Celsius’ paid out more funds to customers as rewards than it could generate in revenue, the report said. Between 2018 and June 30, 2022, it had customer liabilities of $1.36 billion more than the net income it received from customer deposits, the report added.

The increase in the price of CEL tokens benefited the insiders who held the majority, according to the report. Celsius founder Alex Mashinsky, who is currently facing fraud charges in the United States, made at least $68.7 million in CEL token sales between 2018 and the bankruptcy filing, while co-founder Daniel Leon sold at least $9.7 million in tokens, report said.

Reuters was unable to reach Mashinsky or Leon for comment. Mashinsky’s attorney previously said his client denies the allegations and looks forward to a vigorous defense in court.

In 2022, Celsius employees routinely acknowledged that the token was “worthless” and that the company’s ownership of it could not be liquidated, according to the report.

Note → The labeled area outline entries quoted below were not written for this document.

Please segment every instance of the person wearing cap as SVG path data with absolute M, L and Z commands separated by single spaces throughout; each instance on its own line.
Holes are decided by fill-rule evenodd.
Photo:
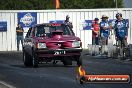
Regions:
M 118 43 L 118 46 L 121 47 L 121 43 L 123 43 L 123 46 L 126 47 L 127 37 L 128 37 L 128 22 L 126 22 L 126 20 L 122 18 L 121 13 L 116 14 L 114 31 L 115 31 L 115 38 Z M 123 57 L 123 54 L 121 52 L 120 52 L 120 56 Z
M 21 26 L 20 23 L 18 23 L 17 27 L 16 27 L 16 35 L 17 35 L 17 51 L 19 51 L 19 44 L 21 41 L 21 44 L 23 46 L 23 27 Z
M 71 29 L 73 28 L 72 22 L 69 21 L 69 15 L 66 16 L 66 20 L 64 21 L 64 24 L 68 25 Z
M 108 16 L 102 15 L 102 21 L 100 22 L 100 37 L 102 43 L 102 53 L 108 52 L 108 38 L 110 35 L 111 25 L 108 21 Z
M 99 19 L 95 18 L 92 23 L 92 44 L 99 45 Z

An Examiner attorney interviewed 34 people as part of the report, including Mashinsky, current and former Celsius employees, its customers and vendors.

Reporting by Rae Wee, Elizabeth Howcroft and Alun John, additional reporting by Tom Westbrook and Dietrich Knauth; Editing: Clarence Fernandez and Louise Heavens

Our Standards: The Thomson Reuters Trust Principles.

Elizabeth Howcroft

Thomson Reuters

Reports on the intersection of finance and technology, including cryptocurrencies, NFTs, virtual worlds and the “Web3” that powers money.